EUR/USD Rate Talking Points

EUR/USD fails to defend the 2020 low (1.0340) as it tumbles to a contemporary yearly low (1.0161), and the trade charge could fall in direction of parity as the Relative Strength Index (RSI) pushes into oversold territory for the fourth time this 12 months.

EUR/USD Falls Toward Parity as RSI Pushes into Oversold Territory

EUR/USD is again underneath strain after testing the 50-Day SMA (1.0548) in the course of the earlier week, and the trade charge could proceed to trace the unfavourable slope within the shifting common as the RSI reveals the bearish momentum gathering tempo.

The transfer under 30 within the RSI is more likely to be accompanied by an additional decline in EUR/USD like the value motion seen earlier this 12 months, and the weak spot within the trade charge is more likely to persist as lengthy as the oscillator holds in oversold territory.

As a consequence, EUR/USD could proceed to commerce to contemporary yearly lows though the European Central Bank (ECB) plans to implement larger rates of interest later this month, and it stays to be seen if the Governing Council will regulate the ahead steerage for financial coverage as Vice-President Luis de Guindos warns that “a gradual but sustained path of further increases in interest rates will be appropriate” whereas talking at the Frankfurt Euro Finance Summit.

The feedback recommend the ECB might step up its effort to fight inflation as Vice-President Guindos insists that “the size of the interest rate increase in September will depend on the updated medium-term inflation outlook,” and it stays to be seen if the Governing Council will structure a extra detailed exit technique at its subsequent rate of interest resolution on July 21 as the central financial institution struggles to attain its one and solely mandate for value stability.

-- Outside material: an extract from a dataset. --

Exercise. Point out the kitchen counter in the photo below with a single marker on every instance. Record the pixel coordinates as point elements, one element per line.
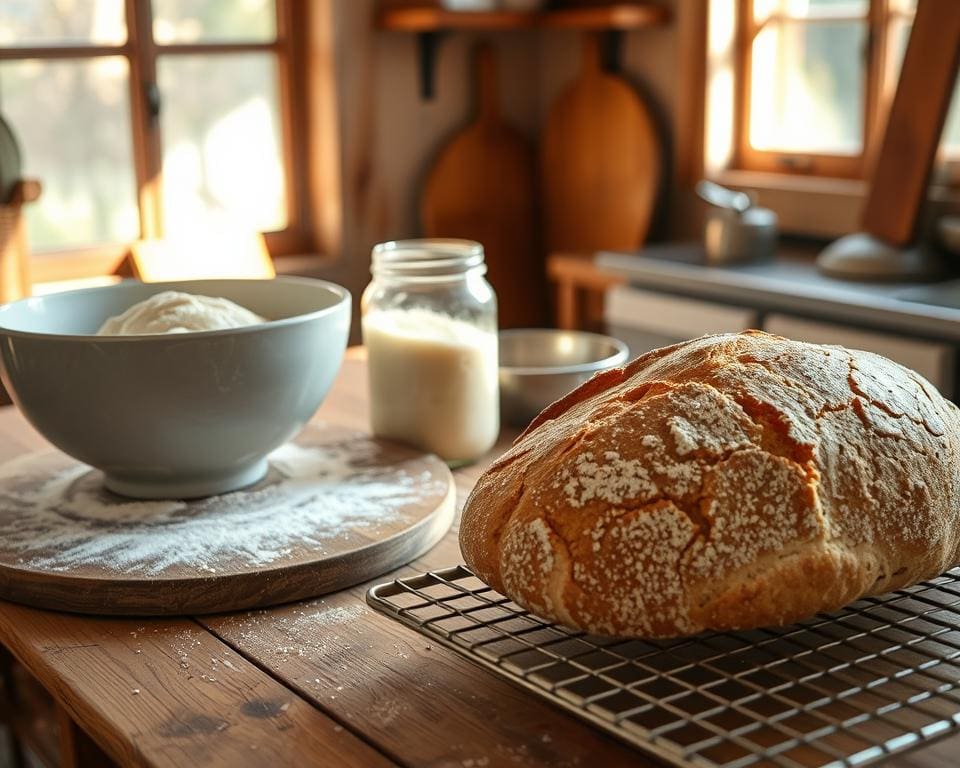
<point>324,682</point>
<point>792,283</point>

Until then, EUR/USD could face headwinds as the Federal Reserve is extensively anticipated to ship one other 75bp charge hike in July, whereas the lean in retail sentiment appears to be like poised to persist as merchants have been net-long the pair for many of 2022.

The IG Client Sentiment report reveals 72.42% of merchants are at present net-long EUR/USD, with the ratio of merchants lengthy to quick standing at 2.63 to 1.

The variety of merchants net-long is 1.19% larger than yesterday and 20.06% larger from final week, whereas the variety of merchants net-short is 9.66% larger than yesterday and 11.50% decrease from final week. The rise in net-long curiosity has fueled the crowing conduct as 68.51% of merchants have been net-long EUR/USD final week, whereas the decline in net-short place comes as the trade charge trades to a contemporary yearly low (1.0161).

With that mentioned, EUR/USD could try to check the December 2002 low (0.9859) as the RSI pushes into oversold territory, and the weak spot within the trade charge is more likely to persist as lengthy as the oscillator holds under 30.

EUR/USD Rate Daily Chart

Image of EUR/USD rate daily chart

Source: Trading View

  • EUR/USD clears the 2020 low (1.0340) as it trades to a contemporary yearly low (1.0161) in July, with the decline within the trade charge pushing the Relative Strength Index (RSI) into oversold territory for the fourth time in 2022.
  • EUR/USD could proceed to carve a sequence of decrease highs and lows as lengthy as the RSI holds under 30, with the break/shut under the 1.0220 (161.8% enlargement) area bringing the 1.0070 (161.8% enlargement) space on the radar.
  • A transfer under parity could push EUR/USD in direction of the Fibonacci overlap round 0.9910 (78.6% retracement) to 0.9950 (50% enlargement), and failure to defend the December 2002 low (0.9859) could result in check of the October 2002 low (0.9685).